Skip to content

BenchCouncil/CPU_Oracle

 
 

Folders and files

NameName
Last commit message
Last commit date

Latest commit

 

History

2 Commits
 
 
 
 
 
 
 
 
 
 
 
 

Repository files navigation

CPUOracle v1.0

License

Overview

CPUOracle is an extended dataset generation suite designed for CPU benchmarking and hardware/software Design Space Exploration (DSE). It enables users to flexibly customize datasets and concurrency (thread/process counts) for comprehensive performance evaluation.

The suite consists of two main components:

  1. SPEC CPU2017 Dataset Generators: Tools to generate custom and extended datasets for all 43 workloads in the SPEC CPU2017 benchmark suite.
  2. MicroBench: 10 highly customizable microbenchmarks (implemented in C and Java) with built-in dataset generators.

⚠️ IMPORTANT DISCLAIMER: This repository ONLY contains dataset generation tools. It DOES NOT include the source code or binaries for the SPEC CPU2017 benchmark suite. To use the SPEC generators, you must acquire the official SPEC CPU2017 suite from SPEC's official website.


Directory Structure & Features

1. MicroBench/

A collection of 10 microbenchmarks supporting flexible dataset and thread count customization.

  • *.cpp / *.java: Source code for the microbenchmarks.
  • run.sh: Reference script for compiling and running C workloads.
  • generate_scripts.sh: Batch generator for C workloads (customize datasets and thread counts).
  • generate_java_scripts.sh: Batch generator for Java workloads.
  • generated_scripts/: Default output directory for generated run scripts.
  • batch_run.sh: Bash script to execute all microbenchmarks sequentially.
  • fast_parse_data.py: Python script to parse and aggregate the execution results.

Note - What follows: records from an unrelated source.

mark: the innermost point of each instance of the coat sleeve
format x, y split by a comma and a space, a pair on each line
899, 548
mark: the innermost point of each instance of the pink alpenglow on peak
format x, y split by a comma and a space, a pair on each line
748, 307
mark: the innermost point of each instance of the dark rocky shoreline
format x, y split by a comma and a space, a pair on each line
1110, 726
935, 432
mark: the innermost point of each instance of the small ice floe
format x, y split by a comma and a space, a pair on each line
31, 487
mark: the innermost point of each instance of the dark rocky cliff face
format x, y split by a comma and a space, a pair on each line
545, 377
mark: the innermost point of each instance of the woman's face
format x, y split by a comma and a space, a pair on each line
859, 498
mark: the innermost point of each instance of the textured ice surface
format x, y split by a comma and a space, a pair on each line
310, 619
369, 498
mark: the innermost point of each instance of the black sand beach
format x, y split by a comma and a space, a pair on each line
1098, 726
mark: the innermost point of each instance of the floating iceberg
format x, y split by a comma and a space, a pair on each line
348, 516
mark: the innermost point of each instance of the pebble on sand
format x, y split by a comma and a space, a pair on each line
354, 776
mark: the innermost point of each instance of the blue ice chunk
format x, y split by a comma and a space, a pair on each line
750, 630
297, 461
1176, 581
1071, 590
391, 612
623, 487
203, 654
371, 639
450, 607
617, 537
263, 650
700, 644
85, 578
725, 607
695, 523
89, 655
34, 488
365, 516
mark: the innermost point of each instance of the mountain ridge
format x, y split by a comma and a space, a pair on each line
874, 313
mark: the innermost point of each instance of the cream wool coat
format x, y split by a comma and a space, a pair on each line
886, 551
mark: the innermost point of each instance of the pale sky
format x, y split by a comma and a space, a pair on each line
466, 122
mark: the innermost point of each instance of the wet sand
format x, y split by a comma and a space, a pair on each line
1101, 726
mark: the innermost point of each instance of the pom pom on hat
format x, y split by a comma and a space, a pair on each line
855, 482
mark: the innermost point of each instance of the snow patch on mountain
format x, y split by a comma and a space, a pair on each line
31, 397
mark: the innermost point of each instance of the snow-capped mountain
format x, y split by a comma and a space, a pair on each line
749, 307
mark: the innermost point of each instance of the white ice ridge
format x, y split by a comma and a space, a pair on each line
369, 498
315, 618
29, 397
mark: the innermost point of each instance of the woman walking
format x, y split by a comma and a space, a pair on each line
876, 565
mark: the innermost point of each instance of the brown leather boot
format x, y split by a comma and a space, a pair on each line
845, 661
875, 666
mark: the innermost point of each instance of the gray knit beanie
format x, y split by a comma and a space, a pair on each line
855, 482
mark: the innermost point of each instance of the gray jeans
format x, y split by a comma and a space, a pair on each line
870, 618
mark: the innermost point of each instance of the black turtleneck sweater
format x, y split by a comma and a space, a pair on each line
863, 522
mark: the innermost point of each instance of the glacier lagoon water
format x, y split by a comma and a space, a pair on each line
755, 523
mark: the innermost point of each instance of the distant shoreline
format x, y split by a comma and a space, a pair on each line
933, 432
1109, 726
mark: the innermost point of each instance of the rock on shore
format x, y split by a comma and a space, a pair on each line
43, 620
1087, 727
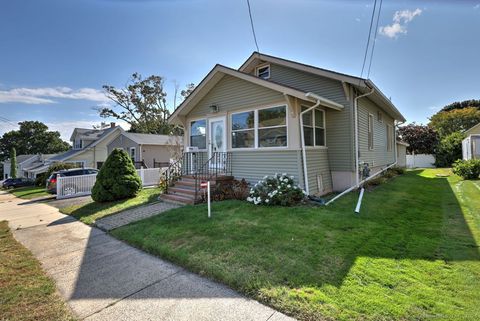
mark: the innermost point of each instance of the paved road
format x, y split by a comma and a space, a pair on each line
102, 278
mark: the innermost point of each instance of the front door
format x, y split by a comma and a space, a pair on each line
218, 142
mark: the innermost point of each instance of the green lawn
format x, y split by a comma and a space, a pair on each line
27, 293
90, 212
412, 253
29, 192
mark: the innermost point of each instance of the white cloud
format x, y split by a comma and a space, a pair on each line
48, 94
65, 128
400, 22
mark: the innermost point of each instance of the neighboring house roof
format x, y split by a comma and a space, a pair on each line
213, 77
217, 73
150, 139
89, 133
22, 158
72, 152
474, 130
361, 84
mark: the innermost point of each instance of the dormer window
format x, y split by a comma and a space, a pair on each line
77, 144
263, 72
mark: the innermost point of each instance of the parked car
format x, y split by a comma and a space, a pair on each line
51, 184
17, 182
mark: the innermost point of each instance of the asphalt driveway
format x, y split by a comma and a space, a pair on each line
102, 278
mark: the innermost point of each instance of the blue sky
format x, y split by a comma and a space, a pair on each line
56, 55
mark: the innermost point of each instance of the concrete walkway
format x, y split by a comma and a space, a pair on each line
132, 215
102, 278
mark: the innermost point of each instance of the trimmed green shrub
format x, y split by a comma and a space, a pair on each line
117, 179
276, 190
41, 179
467, 169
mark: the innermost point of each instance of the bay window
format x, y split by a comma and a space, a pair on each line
265, 127
314, 127
198, 133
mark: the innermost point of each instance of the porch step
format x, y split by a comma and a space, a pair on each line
179, 199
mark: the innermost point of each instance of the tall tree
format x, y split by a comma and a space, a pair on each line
455, 120
13, 163
422, 139
142, 103
33, 137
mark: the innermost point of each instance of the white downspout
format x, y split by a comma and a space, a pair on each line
355, 107
304, 153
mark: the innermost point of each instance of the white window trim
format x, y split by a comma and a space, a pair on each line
371, 116
313, 126
134, 158
256, 128
206, 132
261, 67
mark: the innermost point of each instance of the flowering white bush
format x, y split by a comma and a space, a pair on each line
279, 189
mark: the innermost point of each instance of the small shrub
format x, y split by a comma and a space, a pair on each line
117, 178
276, 190
467, 169
398, 170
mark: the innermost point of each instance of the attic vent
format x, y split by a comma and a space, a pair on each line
263, 72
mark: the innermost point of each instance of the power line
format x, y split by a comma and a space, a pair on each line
369, 36
375, 38
251, 23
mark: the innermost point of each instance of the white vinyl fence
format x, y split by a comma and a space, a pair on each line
74, 186
421, 160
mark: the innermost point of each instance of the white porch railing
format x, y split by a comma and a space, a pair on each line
74, 186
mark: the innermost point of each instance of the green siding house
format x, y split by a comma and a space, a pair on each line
278, 116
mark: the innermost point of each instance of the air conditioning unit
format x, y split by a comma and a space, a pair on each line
190, 149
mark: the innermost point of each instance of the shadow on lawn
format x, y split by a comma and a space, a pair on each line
93, 207
427, 224
413, 217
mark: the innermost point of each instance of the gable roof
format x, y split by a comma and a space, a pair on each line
217, 73
470, 130
360, 84
73, 152
149, 139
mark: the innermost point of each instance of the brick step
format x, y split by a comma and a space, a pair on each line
178, 199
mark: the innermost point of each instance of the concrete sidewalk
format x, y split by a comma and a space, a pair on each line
102, 278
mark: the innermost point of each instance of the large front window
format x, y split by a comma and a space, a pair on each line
314, 127
198, 133
260, 128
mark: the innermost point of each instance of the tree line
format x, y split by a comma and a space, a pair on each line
444, 133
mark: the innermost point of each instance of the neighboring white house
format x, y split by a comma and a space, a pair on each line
89, 146
471, 144
402, 153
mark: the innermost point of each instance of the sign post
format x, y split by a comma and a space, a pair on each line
207, 185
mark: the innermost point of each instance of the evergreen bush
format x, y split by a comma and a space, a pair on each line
117, 179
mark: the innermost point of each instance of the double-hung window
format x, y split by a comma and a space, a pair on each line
370, 131
243, 130
198, 133
314, 127
265, 127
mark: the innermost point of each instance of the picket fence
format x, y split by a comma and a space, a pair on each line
75, 186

Usage: Modify parameters inside generate_scripts.sh and generate_java_scripts.sh to generate customized execution scripts, then run them.

2. SPECCPU2017_dataset/

Contains dataset generation tools for all 43 SPEC CPU2017 workloads (Int/FP, Rate/Speed). Each directory corresponds to a specific workload. Official workload details can be found in the SPEC CPU2017 Docs.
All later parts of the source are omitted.